I make art because I can't help it. My passion to chase storms is almost an addiction. If I see thunderheads, dust storms or lightning, I would have to be to the point of exhaustion to not head out after them. It's what I do.

I'm most productive when I've captured something on camera that I cannot wait to get home and edit. It could be an amazing portrait from a wedding, a ridiculously awesome lightning bolt, a time-lapse of a haboob rolling over Phoenix or a photo of my kids.

My inspiration wall is full of the best landscape, storm, and wedding photographers I can find. Seeing their work on a daily basis in turn helps inspire me to newer and better ways of doing things.

I've learned most from others. I'm a self-learner, so looking at thousands of photos on a daily basis is what put me on the right path. The more I realized what was the cream of the crop, the more I strived to imitate that, and in turn found my own voice.

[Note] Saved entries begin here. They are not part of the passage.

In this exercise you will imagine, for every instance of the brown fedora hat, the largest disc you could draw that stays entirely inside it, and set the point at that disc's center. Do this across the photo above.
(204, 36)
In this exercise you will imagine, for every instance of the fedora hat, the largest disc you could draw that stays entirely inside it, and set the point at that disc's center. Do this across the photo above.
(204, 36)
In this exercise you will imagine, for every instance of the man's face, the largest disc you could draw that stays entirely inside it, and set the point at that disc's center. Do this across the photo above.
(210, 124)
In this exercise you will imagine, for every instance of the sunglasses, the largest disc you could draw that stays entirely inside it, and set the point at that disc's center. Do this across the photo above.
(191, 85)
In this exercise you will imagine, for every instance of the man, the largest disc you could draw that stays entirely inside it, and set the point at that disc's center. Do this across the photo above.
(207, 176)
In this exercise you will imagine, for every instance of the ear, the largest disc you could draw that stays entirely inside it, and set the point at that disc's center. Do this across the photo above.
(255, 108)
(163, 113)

Good work should always show who you are and what you are passionate about. When I first got that hunger to learn photography, I wanted to take photos of anything and everything. Now, six years later, I know who I am and what kind of images I want to make. Every photographer goes through that, but there should be something there that is unique to yourself, because good (or great) work come from the passion you have inside yourself to capture it or make it.

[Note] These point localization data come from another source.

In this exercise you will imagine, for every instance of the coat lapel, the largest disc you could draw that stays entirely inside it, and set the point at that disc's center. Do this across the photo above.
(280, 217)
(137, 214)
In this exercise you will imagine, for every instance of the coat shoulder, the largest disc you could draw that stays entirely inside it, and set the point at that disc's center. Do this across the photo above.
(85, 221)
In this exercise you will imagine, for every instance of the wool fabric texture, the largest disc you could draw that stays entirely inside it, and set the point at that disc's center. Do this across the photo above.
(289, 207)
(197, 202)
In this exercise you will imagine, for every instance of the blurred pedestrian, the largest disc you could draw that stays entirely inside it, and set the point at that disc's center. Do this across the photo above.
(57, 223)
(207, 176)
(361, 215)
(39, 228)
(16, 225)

The Phoenix creative scene could use more time. I'm a father with a wife and three kids, so when I'm not chasing storms, or shooting weddings all weekend, or busy working all day...I'm with them. I don't have much time to actually be on the "creative scene" as much as I'd like, so I don't know exactly what it needs. I do know that in my four years living in downtown Phoenix, I've met more artists than I ever imagined, many of them living right around this same area. Artists are moving in and turning the heart of the city into something beautiful. It's happening slowly, and we just need more time.